Evaluation of cantilever plates in the spinning situation: time histories and modal characteristics

A study on the dynamics of cantilever orthotropic plates under spinning conditions is presented in this article. The governing equations of motions are containing the centrifugal and Coriolis effects. Two approximation methods, the extended Galerkin method, and extended Kantorovich method, are utilized for the investigation of the mathematical model. The verification of the obtained results is conducted by comparing two methods that show good agreement. This investigation is concentrated on the time histories and the natural frequencies of the system. First, using time responses, the effects of different types and numbers of admissible functions used in the approximate solution are discussed.
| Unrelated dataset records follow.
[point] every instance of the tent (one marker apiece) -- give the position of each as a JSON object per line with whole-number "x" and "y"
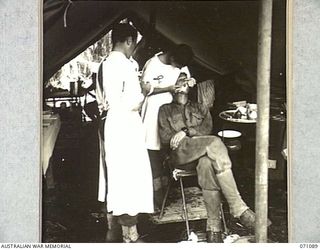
{"x": 223, "y": 34}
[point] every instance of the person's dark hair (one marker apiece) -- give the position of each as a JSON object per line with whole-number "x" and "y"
{"x": 182, "y": 54}
{"x": 122, "y": 31}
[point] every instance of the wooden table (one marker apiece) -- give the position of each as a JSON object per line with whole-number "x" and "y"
{"x": 227, "y": 115}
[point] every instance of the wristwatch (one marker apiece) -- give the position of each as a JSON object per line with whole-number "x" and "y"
{"x": 186, "y": 130}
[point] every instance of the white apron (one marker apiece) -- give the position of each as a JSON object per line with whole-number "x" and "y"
{"x": 130, "y": 188}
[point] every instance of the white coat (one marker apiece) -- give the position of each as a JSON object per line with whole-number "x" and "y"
{"x": 130, "y": 189}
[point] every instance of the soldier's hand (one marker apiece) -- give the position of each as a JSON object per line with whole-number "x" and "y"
{"x": 176, "y": 139}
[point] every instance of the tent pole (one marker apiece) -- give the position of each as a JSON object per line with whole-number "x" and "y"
{"x": 262, "y": 132}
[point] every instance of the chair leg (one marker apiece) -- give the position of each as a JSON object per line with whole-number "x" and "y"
{"x": 224, "y": 220}
{"x": 184, "y": 207}
{"x": 165, "y": 199}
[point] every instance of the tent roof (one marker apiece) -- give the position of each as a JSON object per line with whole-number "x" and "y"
{"x": 222, "y": 33}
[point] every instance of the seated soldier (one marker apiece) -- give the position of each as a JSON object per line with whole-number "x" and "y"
{"x": 184, "y": 129}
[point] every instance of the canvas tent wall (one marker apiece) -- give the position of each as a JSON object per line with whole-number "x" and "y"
{"x": 223, "y": 34}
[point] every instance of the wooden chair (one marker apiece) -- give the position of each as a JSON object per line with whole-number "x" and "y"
{"x": 178, "y": 175}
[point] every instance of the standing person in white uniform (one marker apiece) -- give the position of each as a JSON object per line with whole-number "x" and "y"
{"x": 129, "y": 176}
{"x": 161, "y": 72}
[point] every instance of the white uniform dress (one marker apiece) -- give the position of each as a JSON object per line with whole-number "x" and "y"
{"x": 130, "y": 189}
{"x": 159, "y": 75}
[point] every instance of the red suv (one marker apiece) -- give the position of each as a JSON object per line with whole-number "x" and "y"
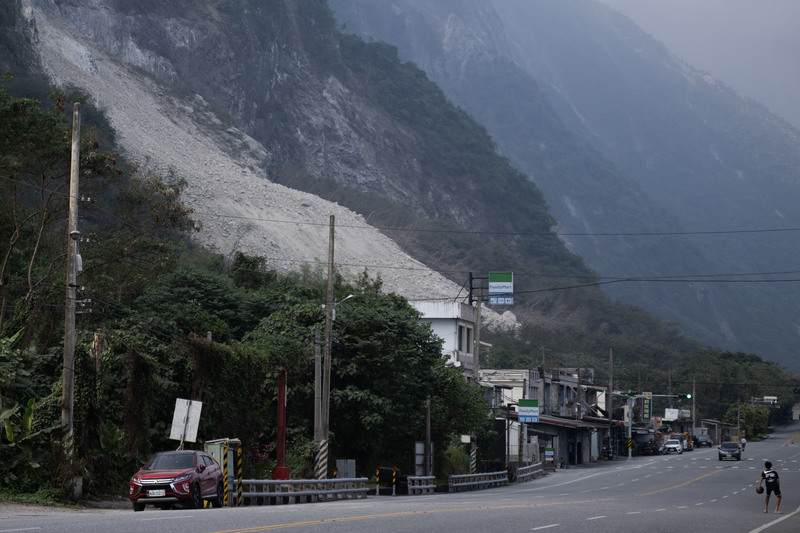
{"x": 184, "y": 477}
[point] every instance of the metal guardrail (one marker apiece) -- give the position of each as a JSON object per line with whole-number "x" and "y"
{"x": 526, "y": 473}
{"x": 271, "y": 491}
{"x": 421, "y": 485}
{"x": 481, "y": 481}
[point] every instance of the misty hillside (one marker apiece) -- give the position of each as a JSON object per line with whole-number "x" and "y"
{"x": 254, "y": 102}
{"x": 660, "y": 177}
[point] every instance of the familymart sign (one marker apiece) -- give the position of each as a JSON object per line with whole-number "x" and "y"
{"x": 501, "y": 288}
{"x": 528, "y": 411}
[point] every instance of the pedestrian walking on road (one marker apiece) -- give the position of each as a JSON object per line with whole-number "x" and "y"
{"x": 773, "y": 484}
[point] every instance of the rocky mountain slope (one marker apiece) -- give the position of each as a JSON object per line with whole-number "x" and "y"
{"x": 659, "y": 176}
{"x": 224, "y": 167}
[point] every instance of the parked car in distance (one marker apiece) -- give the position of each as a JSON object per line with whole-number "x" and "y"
{"x": 730, "y": 450}
{"x": 703, "y": 440}
{"x": 673, "y": 446}
{"x": 647, "y": 448}
{"x": 184, "y": 477}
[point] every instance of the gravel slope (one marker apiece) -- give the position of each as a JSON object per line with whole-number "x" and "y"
{"x": 239, "y": 208}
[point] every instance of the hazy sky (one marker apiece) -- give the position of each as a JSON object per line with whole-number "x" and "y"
{"x": 752, "y": 45}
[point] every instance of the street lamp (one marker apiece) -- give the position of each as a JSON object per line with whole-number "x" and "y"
{"x": 322, "y": 394}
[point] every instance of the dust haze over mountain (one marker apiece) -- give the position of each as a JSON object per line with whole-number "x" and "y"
{"x": 752, "y": 46}
{"x": 681, "y": 174}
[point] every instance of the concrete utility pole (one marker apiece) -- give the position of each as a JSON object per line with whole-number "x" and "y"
{"x": 68, "y": 372}
{"x": 321, "y": 466}
{"x": 476, "y": 361}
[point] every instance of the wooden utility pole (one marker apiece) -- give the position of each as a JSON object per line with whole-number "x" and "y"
{"x": 68, "y": 372}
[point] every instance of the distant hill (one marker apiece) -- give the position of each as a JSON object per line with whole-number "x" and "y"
{"x": 255, "y": 102}
{"x": 659, "y": 176}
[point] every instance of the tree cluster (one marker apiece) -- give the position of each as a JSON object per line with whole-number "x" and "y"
{"x": 168, "y": 321}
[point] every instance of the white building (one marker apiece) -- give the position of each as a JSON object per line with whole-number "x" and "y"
{"x": 454, "y": 322}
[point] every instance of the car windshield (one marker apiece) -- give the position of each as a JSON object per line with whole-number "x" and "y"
{"x": 170, "y": 461}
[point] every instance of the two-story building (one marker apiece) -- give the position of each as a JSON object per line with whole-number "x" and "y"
{"x": 454, "y": 322}
{"x": 570, "y": 430}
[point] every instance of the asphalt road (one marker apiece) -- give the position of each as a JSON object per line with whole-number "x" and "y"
{"x": 689, "y": 492}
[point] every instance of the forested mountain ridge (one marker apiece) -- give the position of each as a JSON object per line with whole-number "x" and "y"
{"x": 659, "y": 176}
{"x": 215, "y": 106}
{"x": 307, "y": 106}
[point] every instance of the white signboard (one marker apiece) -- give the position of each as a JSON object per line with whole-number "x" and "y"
{"x": 185, "y": 420}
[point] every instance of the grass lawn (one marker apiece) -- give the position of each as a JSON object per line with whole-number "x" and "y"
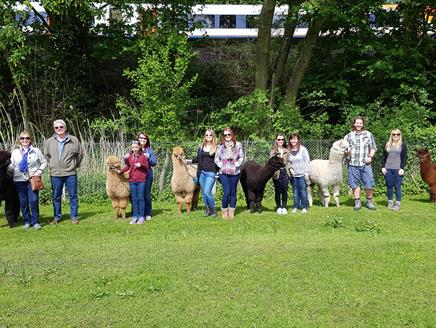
{"x": 329, "y": 268}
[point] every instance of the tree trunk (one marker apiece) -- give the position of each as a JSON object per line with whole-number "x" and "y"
{"x": 303, "y": 61}
{"x": 264, "y": 44}
{"x": 280, "y": 63}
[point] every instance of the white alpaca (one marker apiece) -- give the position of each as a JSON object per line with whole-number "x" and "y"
{"x": 327, "y": 173}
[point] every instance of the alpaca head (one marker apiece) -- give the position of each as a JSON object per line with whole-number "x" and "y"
{"x": 178, "y": 153}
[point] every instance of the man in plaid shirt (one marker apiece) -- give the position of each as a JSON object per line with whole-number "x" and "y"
{"x": 362, "y": 149}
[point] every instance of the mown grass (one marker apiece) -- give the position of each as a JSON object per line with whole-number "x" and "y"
{"x": 329, "y": 268}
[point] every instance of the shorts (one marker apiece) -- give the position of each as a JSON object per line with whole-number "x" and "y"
{"x": 360, "y": 175}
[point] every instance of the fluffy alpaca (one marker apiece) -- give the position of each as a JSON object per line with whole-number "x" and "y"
{"x": 117, "y": 187}
{"x": 254, "y": 178}
{"x": 325, "y": 173}
{"x": 7, "y": 190}
{"x": 182, "y": 184}
{"x": 428, "y": 171}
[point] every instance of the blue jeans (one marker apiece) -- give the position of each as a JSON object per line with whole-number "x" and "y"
{"x": 57, "y": 184}
{"x": 393, "y": 180}
{"x": 207, "y": 180}
{"x": 299, "y": 189}
{"x": 229, "y": 183}
{"x": 29, "y": 202}
{"x": 138, "y": 203}
{"x": 147, "y": 194}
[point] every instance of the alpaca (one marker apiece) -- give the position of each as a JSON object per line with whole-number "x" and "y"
{"x": 182, "y": 182}
{"x": 254, "y": 178}
{"x": 327, "y": 173}
{"x": 7, "y": 190}
{"x": 117, "y": 187}
{"x": 428, "y": 171}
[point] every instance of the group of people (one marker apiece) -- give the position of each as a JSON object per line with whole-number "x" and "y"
{"x": 223, "y": 159}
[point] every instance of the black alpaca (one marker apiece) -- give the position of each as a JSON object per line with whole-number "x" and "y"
{"x": 7, "y": 190}
{"x": 254, "y": 178}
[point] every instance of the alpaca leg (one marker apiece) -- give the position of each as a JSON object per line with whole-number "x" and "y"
{"x": 336, "y": 189}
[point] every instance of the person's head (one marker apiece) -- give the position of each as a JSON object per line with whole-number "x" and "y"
{"x": 210, "y": 138}
{"x": 228, "y": 135}
{"x": 60, "y": 127}
{"x": 136, "y": 146}
{"x": 294, "y": 141}
{"x": 25, "y": 139}
{"x": 144, "y": 140}
{"x": 395, "y": 139}
{"x": 280, "y": 142}
{"x": 358, "y": 123}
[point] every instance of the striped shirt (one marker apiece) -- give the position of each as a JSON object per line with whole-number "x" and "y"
{"x": 361, "y": 143}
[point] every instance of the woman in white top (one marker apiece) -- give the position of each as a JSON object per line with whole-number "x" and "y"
{"x": 27, "y": 161}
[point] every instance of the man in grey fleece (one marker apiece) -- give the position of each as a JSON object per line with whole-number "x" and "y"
{"x": 64, "y": 154}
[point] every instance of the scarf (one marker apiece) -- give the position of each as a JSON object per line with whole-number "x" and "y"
{"x": 23, "y": 163}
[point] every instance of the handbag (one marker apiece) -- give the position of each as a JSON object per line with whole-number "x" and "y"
{"x": 36, "y": 183}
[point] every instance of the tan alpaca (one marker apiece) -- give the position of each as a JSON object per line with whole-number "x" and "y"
{"x": 182, "y": 183}
{"x": 117, "y": 187}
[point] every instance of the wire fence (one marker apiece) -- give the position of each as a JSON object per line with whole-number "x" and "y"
{"x": 92, "y": 181}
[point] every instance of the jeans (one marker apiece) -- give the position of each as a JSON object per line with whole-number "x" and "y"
{"x": 393, "y": 180}
{"x": 281, "y": 192}
{"x": 229, "y": 183}
{"x": 207, "y": 181}
{"x": 29, "y": 202}
{"x": 57, "y": 184}
{"x": 137, "y": 190}
{"x": 147, "y": 194}
{"x": 299, "y": 189}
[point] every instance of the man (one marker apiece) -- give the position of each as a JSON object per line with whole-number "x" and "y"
{"x": 64, "y": 154}
{"x": 362, "y": 149}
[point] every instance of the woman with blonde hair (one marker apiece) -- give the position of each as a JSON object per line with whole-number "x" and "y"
{"x": 393, "y": 163}
{"x": 27, "y": 161}
{"x": 206, "y": 170}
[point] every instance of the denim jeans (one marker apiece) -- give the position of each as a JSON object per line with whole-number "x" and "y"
{"x": 299, "y": 189}
{"x": 137, "y": 190}
{"x": 207, "y": 180}
{"x": 229, "y": 183}
{"x": 393, "y": 180}
{"x": 281, "y": 192}
{"x": 29, "y": 202}
{"x": 57, "y": 184}
{"x": 147, "y": 194}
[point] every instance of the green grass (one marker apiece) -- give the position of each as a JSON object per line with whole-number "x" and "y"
{"x": 329, "y": 268}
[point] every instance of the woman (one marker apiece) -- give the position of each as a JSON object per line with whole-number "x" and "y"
{"x": 206, "y": 170}
{"x": 299, "y": 167}
{"x": 229, "y": 158}
{"x": 393, "y": 163}
{"x": 281, "y": 177}
{"x": 27, "y": 161}
{"x": 145, "y": 143}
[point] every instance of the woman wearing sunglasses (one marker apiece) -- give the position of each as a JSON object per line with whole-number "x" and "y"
{"x": 393, "y": 163}
{"x": 27, "y": 161}
{"x": 229, "y": 158}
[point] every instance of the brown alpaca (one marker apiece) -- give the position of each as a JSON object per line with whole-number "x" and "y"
{"x": 182, "y": 184}
{"x": 117, "y": 187}
{"x": 428, "y": 171}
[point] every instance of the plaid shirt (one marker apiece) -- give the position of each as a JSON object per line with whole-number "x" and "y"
{"x": 360, "y": 146}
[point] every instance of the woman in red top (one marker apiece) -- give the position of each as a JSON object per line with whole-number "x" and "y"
{"x": 137, "y": 165}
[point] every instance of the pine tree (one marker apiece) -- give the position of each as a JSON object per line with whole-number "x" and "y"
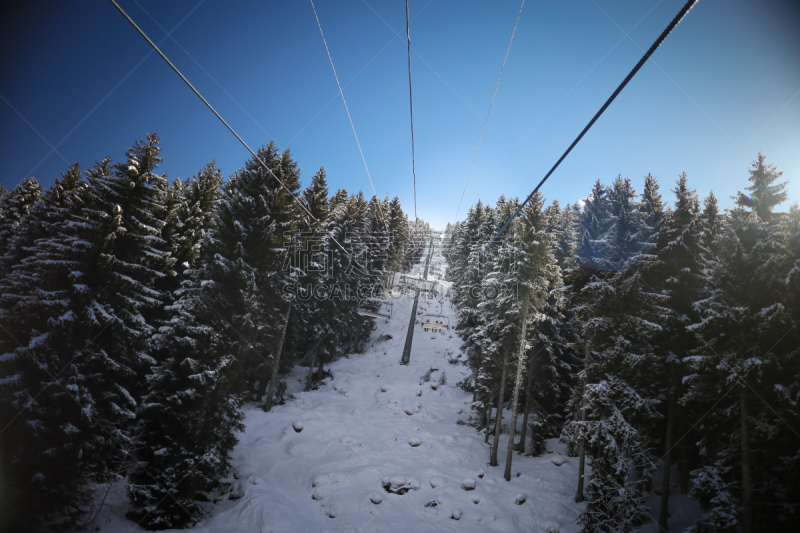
{"x": 533, "y": 277}
{"x": 680, "y": 275}
{"x": 765, "y": 194}
{"x": 745, "y": 355}
{"x": 14, "y": 205}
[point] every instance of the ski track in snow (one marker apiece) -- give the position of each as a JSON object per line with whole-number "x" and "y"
{"x": 357, "y": 433}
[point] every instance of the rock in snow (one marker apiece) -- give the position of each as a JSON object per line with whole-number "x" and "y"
{"x": 436, "y": 481}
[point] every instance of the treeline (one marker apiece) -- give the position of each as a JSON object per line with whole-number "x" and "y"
{"x": 137, "y": 316}
{"x": 648, "y": 338}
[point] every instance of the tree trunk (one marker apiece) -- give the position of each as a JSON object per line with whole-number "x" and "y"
{"x": 582, "y": 453}
{"x": 488, "y": 417}
{"x": 311, "y": 369}
{"x": 663, "y": 514}
{"x": 499, "y": 416}
{"x": 684, "y": 472}
{"x": 517, "y": 386}
{"x": 747, "y": 479}
{"x": 262, "y": 388}
{"x": 320, "y": 369}
{"x": 273, "y": 382}
{"x": 528, "y": 399}
{"x": 354, "y": 348}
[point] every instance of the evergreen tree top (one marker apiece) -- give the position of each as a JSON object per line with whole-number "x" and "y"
{"x": 765, "y": 194}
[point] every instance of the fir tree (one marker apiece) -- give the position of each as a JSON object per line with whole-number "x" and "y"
{"x": 765, "y": 194}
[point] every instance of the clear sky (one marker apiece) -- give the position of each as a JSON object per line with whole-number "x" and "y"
{"x": 724, "y": 86}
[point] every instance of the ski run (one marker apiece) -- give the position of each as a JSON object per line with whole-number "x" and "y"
{"x": 385, "y": 447}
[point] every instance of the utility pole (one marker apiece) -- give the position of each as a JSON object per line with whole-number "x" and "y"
{"x": 274, "y": 381}
{"x": 410, "y": 333}
{"x": 582, "y": 454}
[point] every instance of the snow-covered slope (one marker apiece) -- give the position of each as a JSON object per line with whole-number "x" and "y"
{"x": 378, "y": 425}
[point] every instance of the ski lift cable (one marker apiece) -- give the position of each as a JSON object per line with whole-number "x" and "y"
{"x": 352, "y": 126}
{"x": 196, "y": 92}
{"x": 486, "y": 120}
{"x": 675, "y": 21}
{"x": 411, "y": 108}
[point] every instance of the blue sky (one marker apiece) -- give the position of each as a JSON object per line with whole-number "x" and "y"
{"x": 724, "y": 86}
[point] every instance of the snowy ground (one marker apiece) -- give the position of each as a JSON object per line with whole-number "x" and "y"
{"x": 376, "y": 423}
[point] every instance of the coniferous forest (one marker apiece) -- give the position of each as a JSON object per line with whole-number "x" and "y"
{"x": 652, "y": 333}
{"x": 647, "y": 338}
{"x": 137, "y": 316}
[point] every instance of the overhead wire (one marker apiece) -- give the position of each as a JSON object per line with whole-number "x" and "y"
{"x": 255, "y": 156}
{"x": 671, "y": 26}
{"x": 486, "y": 120}
{"x": 411, "y": 108}
{"x": 319, "y": 25}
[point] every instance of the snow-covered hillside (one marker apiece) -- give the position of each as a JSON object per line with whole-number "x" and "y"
{"x": 382, "y": 447}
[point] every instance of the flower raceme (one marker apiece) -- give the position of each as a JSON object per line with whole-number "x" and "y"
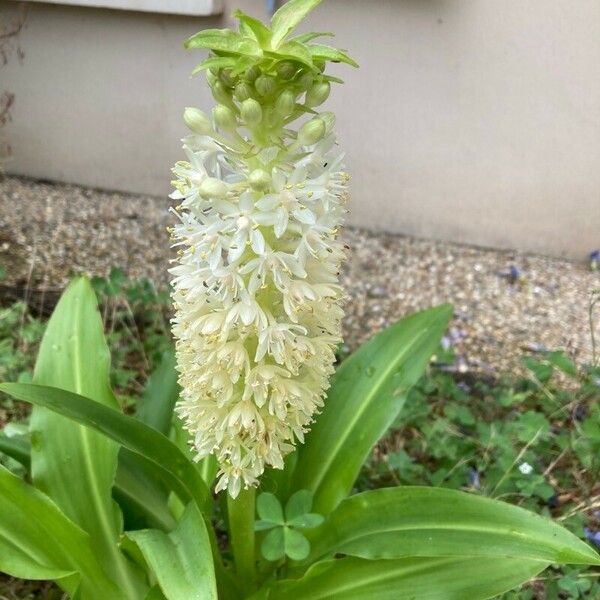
{"x": 255, "y": 285}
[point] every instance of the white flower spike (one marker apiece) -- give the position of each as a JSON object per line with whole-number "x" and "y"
{"x": 255, "y": 288}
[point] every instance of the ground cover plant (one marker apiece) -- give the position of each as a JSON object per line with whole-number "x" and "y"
{"x": 419, "y": 449}
{"x": 250, "y": 492}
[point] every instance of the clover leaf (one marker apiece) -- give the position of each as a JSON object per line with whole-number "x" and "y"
{"x": 283, "y": 538}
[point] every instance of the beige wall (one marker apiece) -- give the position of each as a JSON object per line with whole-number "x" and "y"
{"x": 470, "y": 120}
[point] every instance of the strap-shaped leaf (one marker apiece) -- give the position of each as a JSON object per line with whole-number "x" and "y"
{"x": 17, "y": 448}
{"x": 141, "y": 493}
{"x": 225, "y": 40}
{"x": 322, "y": 52}
{"x": 72, "y": 464}
{"x": 423, "y": 521}
{"x": 367, "y": 393}
{"x": 292, "y": 51}
{"x": 155, "y": 407}
{"x": 414, "y": 578}
{"x": 181, "y": 560}
{"x": 37, "y": 541}
{"x": 313, "y": 35}
{"x": 287, "y": 17}
{"x": 136, "y": 488}
{"x": 250, "y": 26}
{"x": 215, "y": 62}
{"x": 178, "y": 471}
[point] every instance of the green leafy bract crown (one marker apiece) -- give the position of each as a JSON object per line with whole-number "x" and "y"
{"x": 257, "y": 50}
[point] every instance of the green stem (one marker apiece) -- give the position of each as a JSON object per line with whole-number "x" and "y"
{"x": 241, "y": 536}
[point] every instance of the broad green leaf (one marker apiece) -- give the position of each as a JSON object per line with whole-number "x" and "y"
{"x": 17, "y": 448}
{"x": 179, "y": 473}
{"x": 72, "y": 464}
{"x": 409, "y": 578}
{"x": 155, "y": 594}
{"x": 423, "y": 521}
{"x": 250, "y": 26}
{"x": 322, "y": 52}
{"x": 299, "y": 504}
{"x": 287, "y": 17}
{"x": 140, "y": 491}
{"x": 225, "y": 40}
{"x": 181, "y": 560}
{"x": 367, "y": 393}
{"x": 273, "y": 545}
{"x": 155, "y": 407}
{"x": 297, "y": 546}
{"x": 307, "y": 521}
{"x": 37, "y": 541}
{"x": 136, "y": 487}
{"x": 269, "y": 508}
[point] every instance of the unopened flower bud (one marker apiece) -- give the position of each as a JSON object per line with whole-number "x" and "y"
{"x": 242, "y": 91}
{"x": 225, "y": 77}
{"x": 212, "y": 188}
{"x": 197, "y": 121}
{"x": 211, "y": 77}
{"x": 317, "y": 94}
{"x": 259, "y": 180}
{"x": 329, "y": 119}
{"x": 264, "y": 85}
{"x": 286, "y": 69}
{"x": 220, "y": 93}
{"x": 224, "y": 118}
{"x": 284, "y": 105}
{"x": 251, "y": 112}
{"x": 311, "y": 132}
{"x": 306, "y": 81}
{"x": 252, "y": 73}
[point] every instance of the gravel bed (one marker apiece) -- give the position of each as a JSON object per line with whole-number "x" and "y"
{"x": 48, "y": 231}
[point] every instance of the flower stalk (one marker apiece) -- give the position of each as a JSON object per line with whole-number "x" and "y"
{"x": 255, "y": 288}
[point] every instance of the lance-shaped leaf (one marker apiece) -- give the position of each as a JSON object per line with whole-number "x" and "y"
{"x": 72, "y": 464}
{"x": 287, "y": 17}
{"x": 136, "y": 487}
{"x": 225, "y": 40}
{"x": 181, "y": 560}
{"x": 155, "y": 407}
{"x": 179, "y": 473}
{"x": 367, "y": 393}
{"x": 415, "y": 578}
{"x": 17, "y": 448}
{"x": 322, "y": 52}
{"x": 423, "y": 521}
{"x": 37, "y": 541}
{"x": 251, "y": 27}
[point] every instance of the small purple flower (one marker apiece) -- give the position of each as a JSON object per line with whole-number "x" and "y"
{"x": 464, "y": 387}
{"x": 592, "y": 536}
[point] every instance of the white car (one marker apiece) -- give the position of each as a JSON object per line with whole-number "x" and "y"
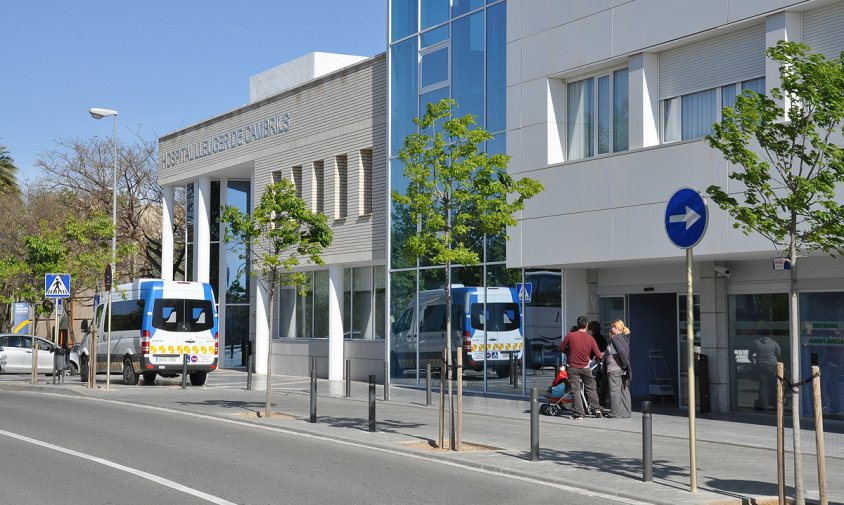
{"x": 16, "y": 354}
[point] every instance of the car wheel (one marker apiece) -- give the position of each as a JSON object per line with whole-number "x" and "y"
{"x": 130, "y": 376}
{"x": 198, "y": 378}
{"x": 83, "y": 370}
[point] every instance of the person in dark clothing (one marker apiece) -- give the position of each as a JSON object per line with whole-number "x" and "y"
{"x": 618, "y": 372}
{"x": 581, "y": 346}
{"x": 764, "y": 353}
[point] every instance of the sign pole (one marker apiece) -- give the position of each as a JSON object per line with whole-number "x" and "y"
{"x": 690, "y": 336}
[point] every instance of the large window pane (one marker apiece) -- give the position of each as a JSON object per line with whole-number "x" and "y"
{"x": 603, "y": 114}
{"x": 403, "y": 92}
{"x": 580, "y": 102}
{"x": 671, "y": 120}
{"x": 363, "y": 324}
{"x": 822, "y": 342}
{"x": 752, "y": 320}
{"x": 434, "y": 36}
{"x": 699, "y": 113}
{"x": 496, "y": 67}
{"x": 435, "y": 67}
{"x": 620, "y": 110}
{"x": 467, "y": 65}
{"x": 433, "y": 13}
{"x": 463, "y": 6}
{"x": 402, "y": 18}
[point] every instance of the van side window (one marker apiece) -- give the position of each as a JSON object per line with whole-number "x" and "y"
{"x": 182, "y": 315}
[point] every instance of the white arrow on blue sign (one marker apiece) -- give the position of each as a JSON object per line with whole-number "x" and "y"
{"x": 686, "y": 218}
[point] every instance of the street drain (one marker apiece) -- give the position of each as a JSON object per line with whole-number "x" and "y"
{"x": 433, "y": 446}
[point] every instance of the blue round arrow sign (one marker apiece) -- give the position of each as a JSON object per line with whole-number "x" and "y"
{"x": 686, "y": 218}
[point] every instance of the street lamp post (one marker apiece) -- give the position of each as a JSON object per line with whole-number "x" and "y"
{"x": 97, "y": 113}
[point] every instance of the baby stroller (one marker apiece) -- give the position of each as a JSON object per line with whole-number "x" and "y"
{"x": 560, "y": 399}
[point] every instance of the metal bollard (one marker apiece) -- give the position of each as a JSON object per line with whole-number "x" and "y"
{"x": 428, "y": 384}
{"x": 313, "y": 390}
{"x": 386, "y": 382}
{"x": 184, "y": 371}
{"x": 372, "y": 403}
{"x": 249, "y": 365}
{"x": 647, "y": 443}
{"x": 348, "y": 378}
{"x": 534, "y": 424}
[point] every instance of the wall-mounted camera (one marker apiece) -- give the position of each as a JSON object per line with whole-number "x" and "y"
{"x": 722, "y": 271}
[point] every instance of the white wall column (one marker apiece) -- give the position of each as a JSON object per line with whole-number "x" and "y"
{"x": 643, "y": 89}
{"x": 262, "y": 330}
{"x": 202, "y": 229}
{"x": 335, "y": 322}
{"x": 167, "y": 197}
{"x": 783, "y": 26}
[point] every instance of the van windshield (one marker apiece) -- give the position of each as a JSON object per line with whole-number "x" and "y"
{"x": 500, "y": 316}
{"x": 182, "y": 315}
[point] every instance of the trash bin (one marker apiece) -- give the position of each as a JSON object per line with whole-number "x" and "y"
{"x": 702, "y": 374}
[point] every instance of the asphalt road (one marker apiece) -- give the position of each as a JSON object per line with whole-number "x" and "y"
{"x": 62, "y": 449}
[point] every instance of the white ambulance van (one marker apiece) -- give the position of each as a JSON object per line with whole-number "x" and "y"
{"x": 418, "y": 340}
{"x": 155, "y": 326}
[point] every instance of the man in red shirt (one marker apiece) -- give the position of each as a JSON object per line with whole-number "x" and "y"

Next, the results are obtained to explore the impact of dimensionless parameters like material, hub radius ratio, stagger angle, etc. on the modal characteristics of the spinning structures. The results of the simulations exhibit the importance of the proper choice of both type and number for trial functions. Furthermore, the selection of orthogonal functions can be vital to guarantee the convergence speed of an approximate solution. Further discussion on the modal characteristic reveals that in different stiffness ratios of the plate, the centrifugal stiffening rate caused by spinning motion is affected by rotational speed. Moreover, this stiffening rate is depended on setting angle and hub radius ratio. Finally, the last part of the paper is devoted to the forced response analysis of the rotating plate.